The main character of this novel, Kvothe, is a hero in the most classical terms, and he's actually recounting his life from his very humble origins to the point he became a legend. At the same time, we know he has somehow fallen in disgrace in the present time, so he is a darker and more complex character than it seems. So interesting characters who go through many adventures? Sign me in. Besides that, Game of Thrones has shown that it could do very well as a TV show.
2. Jonathan Strange & Mr. Norrell, by Susanna Clarke
Again, a fantasy novel which would do very well as a TV show. It is set in alternate 19th-century Britain and features historical figures as a characters. The result would be a mix between an HBO and a BBC TV show. People of the movie industry, what are you waiting for?
3. Ready Player One, by Ernest Cline
The adaptation of this novel to screenplay would be so swift that nobody would notice it was adaptated. I have been encountering rumors about the rights being already sold, but I want this movie to materialize now. Adventure, gaming and coming-of-age with a lovable hero and amazing side-kicks, and an evil corporation trying to monetize even breathing and to enslave everyone everywhere. And an 80s soundtrack. Yes, please. This should have been adapted yesterday.
4. Jasper Jones, by Craig Silvey
This YA novel features two precocious 13-year-olds, an adorable love interest with a penchant for impersonating Audrey Hepburn and a misunderstood outcast who set to solve a crime that has shocked the small Australian village where they live, Corrigan. It's a mix between To Kill a Mockingbird and Twin Peaks, and a sadly underappreciated novel. It also broaches more mature themes which complicate matters and show Corrigan's dark underbelly. I think it would be a wonderful indie film.
5. Lord Peter Wimsey Mysteries, by Dorothy L. Sayers
According to Goodreads, Lord Peter Bredon Wimsey is a bon vivant sleuth in a series of detective novels and short stories by Dorothy L. Sayers, in which he solves mysteries - usually, but not always, murders. The whole series is set in 1920s-40s Britain. He is witty, handsome and has an awesome fashion sense. The mysteries are also engaging and well thought-out. It could be a wonderful procedural TV show.
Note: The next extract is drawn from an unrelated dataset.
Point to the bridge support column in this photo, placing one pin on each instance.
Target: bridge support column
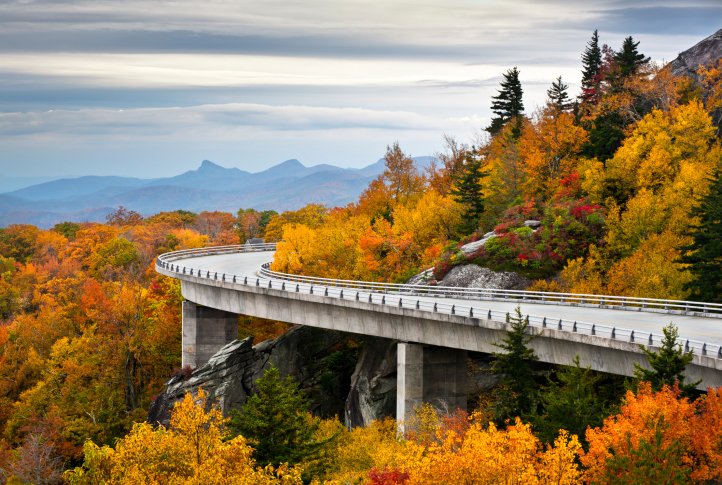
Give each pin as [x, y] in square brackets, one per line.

6. The Guernsey Literary and Potato Peel Pie Society, by Mary Ann Shaffer
An epistolary novel dealing with the day-to-day lives of the peculiar inhabitants of the Channel Islands during the Nazi occupation. And a clandestine literary club, full of witty members. As a TV show, it would make you laugh and cry in the same way Downton Abbey does.
7. Harry Hole series, by Jo Nesbø
Harry Hole is a Norwegian police officer who has some unorthodox methods when in comes to solving crimes. He is a classic hard-boiled detective that comes as a lonely man the reader could be friends with. The novels are really well-written and the mysteries are good and not the kind you have read about before. It could be a great TV show.
8. The Thirteenth Tale, by Diane Setterfield
This would be a fantastic gothic thriller. Everyone and their mother is hiding a mystery, the scenery is to die for and could possibly feature some of the most beautiful libraries in film ever. The biographer Margaret Lea is in charge of recording the personal life of famous author Vida Winter. Of course, her life is full of family secrets and dark spots she wants to unveil and hide at the same time, but Margaret herself isn't exactly clean herself...
9. His Dark Materials trilogy, by Philip Pullman
I know the first installment of this trilogy, Northern Lights, was already adapted as a movie under the US title, The Golden Compass. This was my favorite series growing up, and still has a place of honor in my library. While the movie had a dreamy décor and the most perfect Mrs Coulter ever (Nicole Kidman, if you're wondering who), it didn't capture the spirit of this Paradise Lost retelling. It was flat and too simple and it didn't satisfy my expectations. Clearly, another adaptation is necessary.
10. Mrs. Dalloway, by Virginia Woolf
How do I love this? Let me count the ways. A film has already been made. And it was awful. Despite the dynamism of the novel, the film was sloooooow and boring and artificial and stunted. It was the opposite of the novel. Adapting this is really a challenge, but I think the result could be really cool.